危機を迎えたウィルコム、事業再生ADR手続で立ち直ることができるのか? – 日経トレンディネット



 PHS事業を手がけるウィルコムは事業再生のため、“事業再生ADR手続”の申請をすると発表した。なぜ、ウィルコムは今回の措置を実施するに至ったのだろうか。また既存のPHS事業や正式サービス開始を発表した「WILLCOM CORE XGP」への影響はあるのだろうか。

ウィルコムが事業再生ADR手続を申請

 2009年9月24日、ウィルコムが事業再生ADR手続の申請をするという、衝撃的な発表を行った。発表によると、高速モバイルデータ通信の「WILLCOM CORE XGP」を展開していくに当たり、財務体質の抜本的な改善が不可欠という判断から今回の手続に至ったとのことである。

 事業再生ADRとは、当事者同士で話し合って紛争を解決する私的整理の一種。影響する範囲が当事者のみであることから、民事再生法などの法的整理と比べて取引先への影響が小さく、税制上の特例も受けることもできる。主に過剰債務に陥った大企業に向けたもので、2007年から導入されており、最近では消費者金融のアイフルがこの申請をしたことで話題となった。
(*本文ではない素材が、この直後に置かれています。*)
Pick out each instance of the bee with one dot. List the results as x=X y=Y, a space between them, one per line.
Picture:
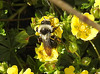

 各種報道によると、取引金融機関に対し1000億円の債務元本残高の維持と返済期限の延長を要請しているとのことのようだ。ウィルコムの2009年3月期決算資料を見てみると、純利益で約60億円の黒字を確保しており黒字経営ではあるが、有利子負債総額を見ると、約1285億円と大きな負債を抱えている。これが経営の重荷となっており、さらに今後、新しい規格であるWILLCOM CORE XGPへの設備投資が必要になることなどから、早期に抜本的な再生が必要と、今回の判断に至ったようだ。

 携帯電話業界では、最近でもNECとカシオ・日立が携帯電話端末事業を統合するなど、国内市場の大きな変化によって端末メーカーの再編が進んでいる。だがキャリア側の危機が表面化するというのは、資金難でサービス開始前に破たんしたアイピー・モバイル以来であり、ショッキングな出来事であったことは確かだ。